14% of Mumsnet and Gransnet users in our survey say they’ve found it difficult to get a doctor to prescribe HRT. And many spoke about being stonewalled by their GPs:
I've heard it's really difficult to get and I haven’t got the energy to argue with my doctor.
My GP doesn’t think I am perimenopausal, I do.
My GP refused me HRT and would not refer me.
Of those not taking HRT, 28% say they don’t like taking medication at all unless it’s strictly necessary, and 15% say they wanted to push through without medication. 34% said they aren’t taking HRT because their symptoms are not affecting their life too badly.

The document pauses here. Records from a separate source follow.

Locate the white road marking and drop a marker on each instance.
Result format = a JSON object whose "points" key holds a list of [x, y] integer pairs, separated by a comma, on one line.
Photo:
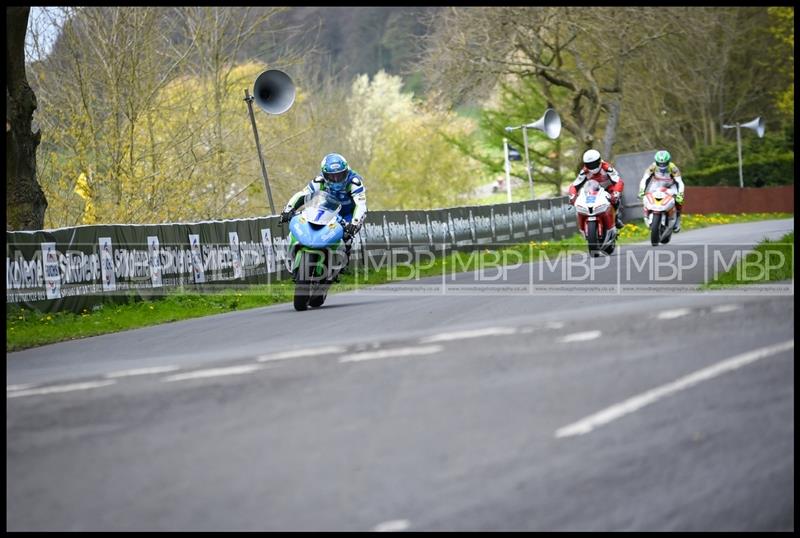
{"points": [[672, 314], [143, 371], [295, 353], [392, 526], [60, 388], [725, 308], [10, 388], [580, 337], [646, 398], [214, 372], [386, 353], [461, 335]]}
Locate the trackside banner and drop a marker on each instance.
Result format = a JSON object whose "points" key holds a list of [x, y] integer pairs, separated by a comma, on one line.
{"points": [[78, 267]]}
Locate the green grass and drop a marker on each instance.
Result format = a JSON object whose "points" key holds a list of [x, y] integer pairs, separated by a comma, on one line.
{"points": [[28, 328], [769, 261], [518, 194]]}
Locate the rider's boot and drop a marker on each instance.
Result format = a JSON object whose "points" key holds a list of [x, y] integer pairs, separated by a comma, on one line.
{"points": [[346, 269], [618, 222]]}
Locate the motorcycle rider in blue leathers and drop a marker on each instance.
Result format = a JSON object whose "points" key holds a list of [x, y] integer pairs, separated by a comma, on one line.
{"points": [[345, 185]]}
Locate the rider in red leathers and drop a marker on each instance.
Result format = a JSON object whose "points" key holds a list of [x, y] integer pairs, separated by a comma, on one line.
{"points": [[604, 173]]}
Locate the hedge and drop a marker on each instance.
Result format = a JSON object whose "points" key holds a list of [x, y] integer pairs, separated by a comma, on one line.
{"points": [[757, 173]]}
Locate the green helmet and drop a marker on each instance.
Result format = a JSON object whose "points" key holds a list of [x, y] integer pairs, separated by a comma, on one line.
{"points": [[662, 159]]}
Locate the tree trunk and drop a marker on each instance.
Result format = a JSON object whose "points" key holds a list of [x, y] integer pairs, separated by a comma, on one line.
{"points": [[25, 201], [611, 127]]}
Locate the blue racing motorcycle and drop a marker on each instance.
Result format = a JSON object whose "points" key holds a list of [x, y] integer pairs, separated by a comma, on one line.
{"points": [[316, 249]]}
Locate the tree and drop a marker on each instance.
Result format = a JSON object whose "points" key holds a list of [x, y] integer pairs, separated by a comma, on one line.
{"points": [[25, 200], [578, 58]]}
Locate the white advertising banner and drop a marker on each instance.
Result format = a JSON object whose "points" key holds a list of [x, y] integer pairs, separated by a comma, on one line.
{"points": [[197, 259], [107, 264], [52, 275], [269, 252], [155, 260], [233, 238]]}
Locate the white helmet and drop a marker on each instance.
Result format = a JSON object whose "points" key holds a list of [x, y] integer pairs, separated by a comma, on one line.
{"points": [[592, 161]]}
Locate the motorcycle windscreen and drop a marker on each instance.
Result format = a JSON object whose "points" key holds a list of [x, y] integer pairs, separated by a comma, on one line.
{"points": [[321, 208], [315, 235]]}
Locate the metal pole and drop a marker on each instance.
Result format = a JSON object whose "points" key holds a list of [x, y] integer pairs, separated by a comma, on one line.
{"points": [[508, 172], [739, 147], [249, 99], [527, 159]]}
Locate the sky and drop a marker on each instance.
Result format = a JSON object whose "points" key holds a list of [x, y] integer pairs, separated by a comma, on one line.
{"points": [[43, 22]]}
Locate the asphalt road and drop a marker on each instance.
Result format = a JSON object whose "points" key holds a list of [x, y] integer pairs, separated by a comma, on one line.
{"points": [[445, 404]]}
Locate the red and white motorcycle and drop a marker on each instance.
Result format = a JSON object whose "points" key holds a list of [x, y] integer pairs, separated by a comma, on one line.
{"points": [[596, 218], [659, 210]]}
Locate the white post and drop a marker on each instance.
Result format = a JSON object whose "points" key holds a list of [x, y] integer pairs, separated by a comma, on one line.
{"points": [[508, 170], [527, 159], [739, 147]]}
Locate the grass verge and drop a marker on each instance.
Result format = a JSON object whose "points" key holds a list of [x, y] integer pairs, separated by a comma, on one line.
{"points": [[28, 328], [769, 261]]}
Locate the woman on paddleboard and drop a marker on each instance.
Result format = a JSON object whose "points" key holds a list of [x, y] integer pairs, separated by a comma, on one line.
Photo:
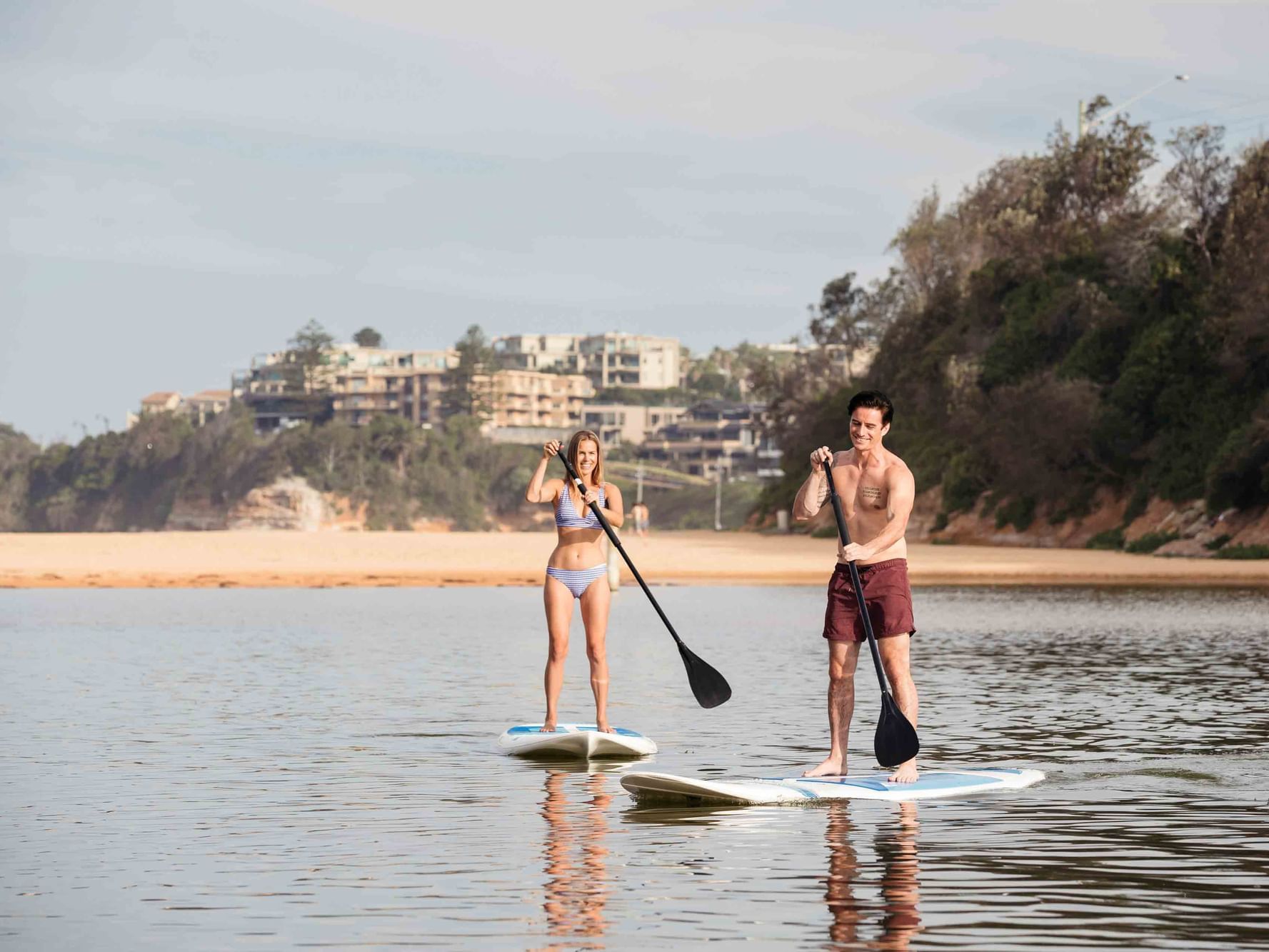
{"points": [[578, 569]]}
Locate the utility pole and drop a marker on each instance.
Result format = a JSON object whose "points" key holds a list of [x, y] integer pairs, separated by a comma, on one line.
{"points": [[718, 499], [1084, 124]]}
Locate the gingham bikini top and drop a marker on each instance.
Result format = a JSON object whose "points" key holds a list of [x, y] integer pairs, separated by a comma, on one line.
{"points": [[568, 518]]}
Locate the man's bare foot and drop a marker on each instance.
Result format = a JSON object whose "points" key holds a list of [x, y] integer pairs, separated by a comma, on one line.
{"points": [[831, 767], [904, 773]]}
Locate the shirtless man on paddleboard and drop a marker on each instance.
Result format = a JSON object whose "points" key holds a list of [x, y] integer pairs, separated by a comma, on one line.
{"points": [[877, 493]]}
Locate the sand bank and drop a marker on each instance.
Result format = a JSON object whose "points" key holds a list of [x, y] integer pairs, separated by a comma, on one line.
{"points": [[331, 558]]}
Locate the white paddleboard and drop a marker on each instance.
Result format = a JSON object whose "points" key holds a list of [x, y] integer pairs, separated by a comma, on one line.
{"points": [[574, 741], [669, 788]]}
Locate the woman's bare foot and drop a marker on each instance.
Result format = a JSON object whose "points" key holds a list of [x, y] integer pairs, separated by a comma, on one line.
{"points": [[904, 773], [831, 767]]}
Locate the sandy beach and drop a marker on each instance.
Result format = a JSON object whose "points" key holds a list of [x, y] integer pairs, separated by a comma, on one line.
{"points": [[331, 558]]}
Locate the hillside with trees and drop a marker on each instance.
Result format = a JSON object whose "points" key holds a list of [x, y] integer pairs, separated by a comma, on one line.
{"points": [[1065, 326]]}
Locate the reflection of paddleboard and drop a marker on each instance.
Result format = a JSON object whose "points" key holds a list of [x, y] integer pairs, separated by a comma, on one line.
{"points": [[666, 787], [574, 741]]}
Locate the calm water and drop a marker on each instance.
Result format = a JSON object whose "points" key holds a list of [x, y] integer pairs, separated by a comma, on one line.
{"points": [[236, 768]]}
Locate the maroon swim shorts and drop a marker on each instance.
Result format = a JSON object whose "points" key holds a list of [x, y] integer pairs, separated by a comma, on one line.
{"points": [[886, 593]]}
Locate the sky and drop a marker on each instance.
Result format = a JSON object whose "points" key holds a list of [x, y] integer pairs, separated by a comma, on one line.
{"points": [[187, 183]]}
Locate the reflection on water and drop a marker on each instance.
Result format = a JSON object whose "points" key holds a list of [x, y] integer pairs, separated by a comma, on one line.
{"points": [[899, 917], [576, 886], [279, 768]]}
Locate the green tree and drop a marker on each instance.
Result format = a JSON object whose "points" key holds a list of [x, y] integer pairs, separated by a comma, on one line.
{"points": [[307, 357]]}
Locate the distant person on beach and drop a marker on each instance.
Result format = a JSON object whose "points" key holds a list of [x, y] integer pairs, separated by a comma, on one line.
{"points": [[578, 569], [638, 512], [877, 491]]}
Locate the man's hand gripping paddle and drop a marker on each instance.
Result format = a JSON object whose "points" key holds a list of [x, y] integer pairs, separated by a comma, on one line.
{"points": [[710, 687], [896, 741]]}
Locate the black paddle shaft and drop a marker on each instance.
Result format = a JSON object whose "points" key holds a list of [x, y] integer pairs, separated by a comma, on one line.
{"points": [[854, 576], [707, 684]]}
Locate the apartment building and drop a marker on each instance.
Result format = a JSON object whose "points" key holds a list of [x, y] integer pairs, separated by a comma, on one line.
{"points": [[373, 381], [540, 352], [609, 359], [717, 437], [533, 406], [354, 384], [199, 408], [628, 424], [617, 359]]}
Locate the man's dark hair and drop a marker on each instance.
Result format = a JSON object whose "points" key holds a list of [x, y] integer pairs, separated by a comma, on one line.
{"points": [[872, 400]]}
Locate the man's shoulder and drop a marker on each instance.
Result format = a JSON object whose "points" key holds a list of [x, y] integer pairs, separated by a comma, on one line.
{"points": [[896, 469]]}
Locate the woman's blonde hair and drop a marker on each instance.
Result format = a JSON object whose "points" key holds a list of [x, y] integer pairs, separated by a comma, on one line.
{"points": [[575, 446]]}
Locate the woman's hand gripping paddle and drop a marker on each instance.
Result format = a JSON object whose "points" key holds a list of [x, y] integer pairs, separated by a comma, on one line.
{"points": [[710, 687], [896, 741]]}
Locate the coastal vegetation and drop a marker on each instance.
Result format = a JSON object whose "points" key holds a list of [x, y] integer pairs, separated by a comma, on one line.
{"points": [[1065, 325], [1073, 323]]}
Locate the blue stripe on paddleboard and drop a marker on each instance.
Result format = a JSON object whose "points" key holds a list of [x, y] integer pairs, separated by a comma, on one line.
{"points": [[581, 728]]}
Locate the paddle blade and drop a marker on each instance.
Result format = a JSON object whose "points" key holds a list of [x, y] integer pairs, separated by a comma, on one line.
{"points": [[896, 739], [710, 687]]}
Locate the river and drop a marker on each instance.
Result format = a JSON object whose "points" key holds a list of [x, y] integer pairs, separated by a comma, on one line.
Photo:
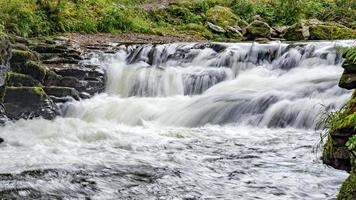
{"points": [[186, 121]]}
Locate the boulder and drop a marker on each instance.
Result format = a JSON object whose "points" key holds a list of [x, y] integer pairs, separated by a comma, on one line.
{"points": [[20, 57], [29, 102], [5, 55], [31, 68], [19, 80], [215, 28], [331, 31], [258, 29], [297, 32], [242, 24], [62, 92], [234, 33], [316, 30], [348, 81], [221, 16]]}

Mumsnet Founder Justine Roberts said: 'Every day on Mumsnet and Gransnet we see women speaking about how badly menopause symptoms affect their lives in every aspect, from sex and mental health to work and sleep, yet the medicine that can address these symptoms is kept out of their reach.'
Dr Louise Newson, a GP and menopause specialist who holds an Advanced Menopause Specialist certificate with FSRH and the BMS, said: 'It’s important to remember that the risk of breast cancer is most influenced by factors you can’t do much about (such as age and family history) as well as three you can do something about (weight, alcohol intake and exercise). These risk factors are associated with a greater risk of breast cancer than taking any type of HRT. I believe – and NICE guidelines tell us – that most women would benefit from taking HRT to help with their symptoms of perimenopause and menopause and also help protect their future health from heart disease, osteoporosis and dementia.'
Survey, undertaken between 20 May and 7 June 2021, of 1,096 women in the UK, 848 of whom have gone through or are currently going through perimenopause or menopause. The data is not weighted.